Kaelen took a deep breath and blew into the whistle with all his might.

No sound came out.

Those in the room heard nothing. The frequency was far above what the human ear – or even Echo's sensitive mind – could perceive.

But the thing inside the tank heard it.

Jester's fingers, suspended in the liquid, suddenly twitched.

The flat line on the monitor suddenly shot to the ceiling. Alarms filled the room.

**DIT-DIT-DIT!**

"Activity!" Nena shouted. "Cortex activity increased by 400%! This is impossible!"

Jester's head inside the tank suddenly snapped upward. His eyelids flew open.

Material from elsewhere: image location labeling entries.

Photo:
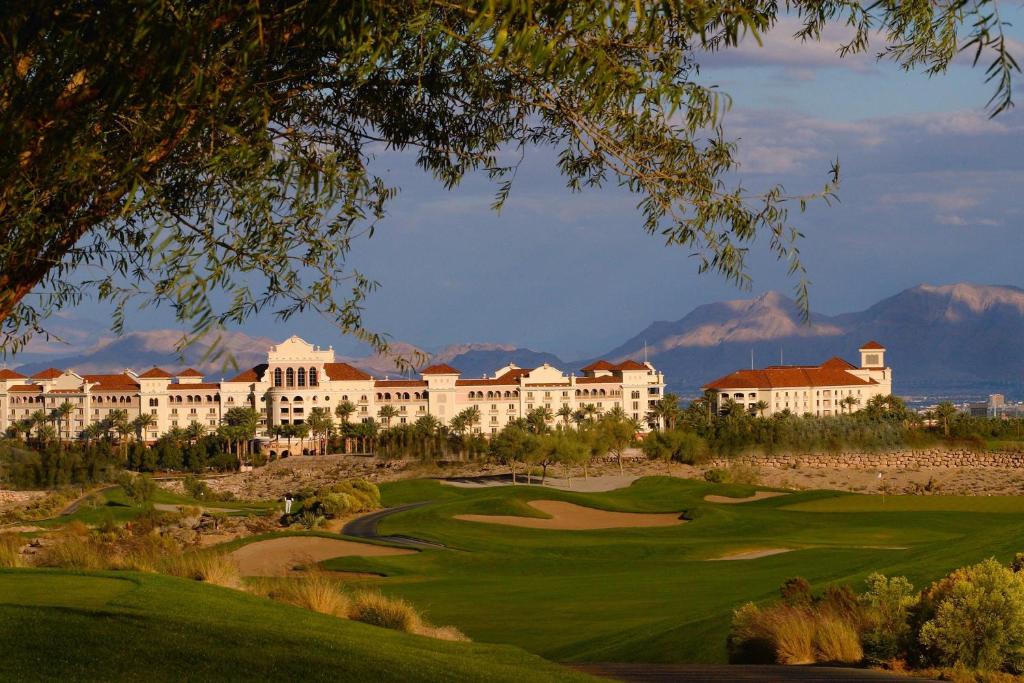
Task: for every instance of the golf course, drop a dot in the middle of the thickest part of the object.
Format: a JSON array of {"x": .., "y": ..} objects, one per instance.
[
  {"x": 532, "y": 574},
  {"x": 656, "y": 594}
]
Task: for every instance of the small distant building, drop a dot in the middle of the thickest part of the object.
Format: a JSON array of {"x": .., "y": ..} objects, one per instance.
[{"x": 834, "y": 387}]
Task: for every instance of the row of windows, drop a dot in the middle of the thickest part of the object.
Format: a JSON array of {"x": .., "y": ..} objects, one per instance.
[{"x": 293, "y": 377}]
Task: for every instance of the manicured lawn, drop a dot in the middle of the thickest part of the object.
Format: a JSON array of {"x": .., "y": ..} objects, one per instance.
[
  {"x": 650, "y": 594},
  {"x": 108, "y": 626}
]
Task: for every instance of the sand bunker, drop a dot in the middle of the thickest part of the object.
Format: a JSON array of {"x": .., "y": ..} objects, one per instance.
[
  {"x": 279, "y": 556},
  {"x": 759, "y": 496},
  {"x": 569, "y": 517},
  {"x": 757, "y": 553}
]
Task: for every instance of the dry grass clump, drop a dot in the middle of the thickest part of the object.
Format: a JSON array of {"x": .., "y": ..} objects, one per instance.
[
  {"x": 379, "y": 609},
  {"x": 10, "y": 550},
  {"x": 206, "y": 566},
  {"x": 313, "y": 591},
  {"x": 836, "y": 640}
]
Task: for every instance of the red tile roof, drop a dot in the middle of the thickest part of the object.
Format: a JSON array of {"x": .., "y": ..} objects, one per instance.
[
  {"x": 780, "y": 377},
  {"x": 439, "y": 369},
  {"x": 343, "y": 371},
  {"x": 510, "y": 378},
  {"x": 120, "y": 382},
  {"x": 254, "y": 374}
]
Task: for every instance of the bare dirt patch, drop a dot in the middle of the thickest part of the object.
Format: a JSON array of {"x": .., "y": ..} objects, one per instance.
[
  {"x": 758, "y": 496},
  {"x": 279, "y": 556},
  {"x": 570, "y": 517},
  {"x": 752, "y": 554}
]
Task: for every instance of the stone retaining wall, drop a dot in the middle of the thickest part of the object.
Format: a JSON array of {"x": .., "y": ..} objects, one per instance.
[{"x": 894, "y": 460}]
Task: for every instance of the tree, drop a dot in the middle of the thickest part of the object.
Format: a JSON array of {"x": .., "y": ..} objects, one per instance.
[
  {"x": 140, "y": 424},
  {"x": 665, "y": 412},
  {"x": 321, "y": 424},
  {"x": 64, "y": 412},
  {"x": 386, "y": 414},
  {"x": 240, "y": 134},
  {"x": 944, "y": 413},
  {"x": 344, "y": 410},
  {"x": 617, "y": 434},
  {"x": 538, "y": 419},
  {"x": 246, "y": 422},
  {"x": 565, "y": 413}
]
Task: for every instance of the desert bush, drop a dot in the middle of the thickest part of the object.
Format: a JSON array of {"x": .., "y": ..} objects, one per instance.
[
  {"x": 10, "y": 550},
  {"x": 977, "y": 619},
  {"x": 74, "y": 551},
  {"x": 379, "y": 609},
  {"x": 886, "y": 606},
  {"x": 777, "y": 634},
  {"x": 313, "y": 591},
  {"x": 442, "y": 633},
  {"x": 206, "y": 566},
  {"x": 196, "y": 487},
  {"x": 717, "y": 475}
]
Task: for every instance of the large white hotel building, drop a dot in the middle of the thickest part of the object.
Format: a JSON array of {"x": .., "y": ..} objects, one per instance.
[{"x": 298, "y": 377}]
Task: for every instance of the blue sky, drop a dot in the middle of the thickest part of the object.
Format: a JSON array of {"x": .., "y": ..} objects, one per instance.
[{"x": 930, "y": 194}]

Kaelen staggered back a step.

Those eyes... They weren't the familiar blue or hazel. There was no iris, no white.

Jester's eyes were filled with a pure, glowing, **BRIGHT RED** light.

A thin crack appeared in the tank's glass. *Crack.*

Then another. *Crack.*

Jester opened his mouth in the water, but the sound that came out wasn't a human scream; it was a digital roar. He slammed his fist against the glass.

**BANG!**

The thick safety glass shattered like a spiderweb. Blue liquid began to spill onto the floor.

"Get back!" Titan shouted, pulling Kaelen by the arm.

Jester burst out of the tank, shattering the glass. Sparks flew as cables ripped from his body. He landed on the wet floor on all fours, like a predator.

He slowly lifted his head. Those red eyes scanned everyone in the room like targets, like data packets.

This wasn't an awakening. This wasn't the old Jester returning.

The red warning text that appeared on Nena's screen explained everything:

**SYSTEM ERROR... ADMINISTRATOR MODE ACTIVE... SECURITY PROTOCOLS DISABLED.**

Jester growled. And at that moment, Kaelen realized that blowing the whistle might have been the biggest mistake of his life.